Out of 15,676 individuals, 396 had the ICD10 code for PASC or one of the following reported diagnoses: long COVID-19 or post-acute COVID. Within this cohort, the percent of PASC was 2.54% vs. 9.52% within hCTDs (p < 0.005).

 

[Hutan]

I note that Peter Rowe is based at the John Hopkins University School of Medicine and this is a John Hopkins database study

Dr. Peter Rowe is a Professor of Pediatrics at the Johns Hopkins University School of Medicine. He is the inaugural Sunshine Natural Wellbeing Foundation Professor of Chronic Fatigue and Related Disorders and serves as the Director of the Chronic Fatigue Clinic at Johns Hopkins Children’s Center.

His areas of clinical expertise include chronic fatigue syndrome and other disorders characterized by fatigue and orthostatic intolerance. Dr. Rowe and his colleagues were the first to describe the relationship between chronic fatigue syndrome (CFS) and treatable orthostatic intolerance syndromes, as well as the association between Ehlers-Danlos syndrome and CFS.

 

[Hutan]

So, 15,676 people who were diagnosed and treated for Covid-19 at a John Hopkins healthcare system location.
Of these, 398 were coded as having PASC or long Covid or post acute-Covid (0.4%).
Of the 398 diagnosed with PASC etc, there were 6 people who had a prior diagnosis of a genetic collagen disorder. That clearly is a small number, so any result is going to be statistically imprecise.
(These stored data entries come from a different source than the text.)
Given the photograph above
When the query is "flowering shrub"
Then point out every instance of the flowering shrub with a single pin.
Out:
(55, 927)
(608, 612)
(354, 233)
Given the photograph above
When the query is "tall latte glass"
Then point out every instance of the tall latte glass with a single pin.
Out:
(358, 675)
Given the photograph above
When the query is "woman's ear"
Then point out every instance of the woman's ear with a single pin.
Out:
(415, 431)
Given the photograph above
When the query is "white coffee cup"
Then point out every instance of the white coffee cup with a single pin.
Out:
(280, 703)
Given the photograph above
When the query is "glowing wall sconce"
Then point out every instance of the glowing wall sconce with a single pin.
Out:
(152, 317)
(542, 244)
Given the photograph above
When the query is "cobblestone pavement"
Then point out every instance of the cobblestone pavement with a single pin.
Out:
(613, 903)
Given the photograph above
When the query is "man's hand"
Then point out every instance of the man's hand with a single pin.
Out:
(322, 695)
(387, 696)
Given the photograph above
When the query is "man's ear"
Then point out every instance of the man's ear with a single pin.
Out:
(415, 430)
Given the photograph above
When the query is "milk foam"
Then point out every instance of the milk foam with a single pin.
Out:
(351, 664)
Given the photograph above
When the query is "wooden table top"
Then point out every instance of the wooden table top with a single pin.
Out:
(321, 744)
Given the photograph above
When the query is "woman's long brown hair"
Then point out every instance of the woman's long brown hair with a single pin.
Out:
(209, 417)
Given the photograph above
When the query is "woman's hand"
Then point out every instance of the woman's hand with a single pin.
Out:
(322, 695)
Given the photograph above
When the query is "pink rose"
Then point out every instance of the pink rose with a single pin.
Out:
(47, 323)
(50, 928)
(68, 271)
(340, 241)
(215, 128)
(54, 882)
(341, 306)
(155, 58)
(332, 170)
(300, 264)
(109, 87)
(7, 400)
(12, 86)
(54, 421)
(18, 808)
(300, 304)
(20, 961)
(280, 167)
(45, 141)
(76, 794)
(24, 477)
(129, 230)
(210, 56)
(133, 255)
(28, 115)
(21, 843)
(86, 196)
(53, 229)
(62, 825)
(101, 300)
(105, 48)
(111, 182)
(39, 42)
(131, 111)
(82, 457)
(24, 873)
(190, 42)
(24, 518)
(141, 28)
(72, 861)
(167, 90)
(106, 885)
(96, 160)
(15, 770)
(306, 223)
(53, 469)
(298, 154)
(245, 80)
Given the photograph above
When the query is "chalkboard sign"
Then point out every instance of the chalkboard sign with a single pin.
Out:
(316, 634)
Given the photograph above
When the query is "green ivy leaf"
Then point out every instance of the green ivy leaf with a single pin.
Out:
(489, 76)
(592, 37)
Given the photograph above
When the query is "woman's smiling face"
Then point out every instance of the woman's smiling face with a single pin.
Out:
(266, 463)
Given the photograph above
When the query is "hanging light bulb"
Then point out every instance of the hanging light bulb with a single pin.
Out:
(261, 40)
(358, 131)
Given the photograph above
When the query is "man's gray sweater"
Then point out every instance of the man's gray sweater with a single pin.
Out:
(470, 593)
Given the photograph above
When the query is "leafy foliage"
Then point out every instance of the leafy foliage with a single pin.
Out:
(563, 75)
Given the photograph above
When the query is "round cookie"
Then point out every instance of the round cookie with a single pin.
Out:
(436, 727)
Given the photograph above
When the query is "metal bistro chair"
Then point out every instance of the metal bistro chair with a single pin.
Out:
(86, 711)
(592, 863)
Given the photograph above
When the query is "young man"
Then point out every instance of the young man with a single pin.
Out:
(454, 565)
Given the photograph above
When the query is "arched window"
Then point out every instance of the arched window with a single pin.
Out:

Then throw in the facts that Peter Rowe works in the John Hopkins health care system, and he is the epicentre of the ME/CFS - EDS link, and this study reports that clinicians had a suspicion that individuals with a genetic collagen disorder were more likely to develop PASC. Then consider that PASC is a vague diagnosis with symptoms that substantially overlap with those of genetic collagen disorders - fatigue and pain.

I don't think we can rule out clinicians having a higher level of suspicion around PASC in people with genetic collagen disorders and then finding exactly what they expected (whether that was because they were over diagnosing PASC in this group and/or under diagnosing it in the rest of the people without genetic collagen disorders).

There's also the confounder that the people with genetic collagen diseases were more likely to have a severe Covid-19 infection, and so would be more likely to have lingering symptoms that are a consequence of the severe infection or the treatment.

 

[Dolphin]

"Patients with a diagnosis of POTS made up 2.65% of patients, which is significantly greater than the estimated ~1% prevalence worldwide. None of the patients with hCTD and PASC were diagnosed with POTS, MCAS, or CE/MFS at admittance to the hospital."

For anyone who missed it (e.g. in the weekly update), CE/MFS is a typo and should be ME/CFS.

 

[SNT Gatchaman]

Yes, I should have corrected that in the weekly news.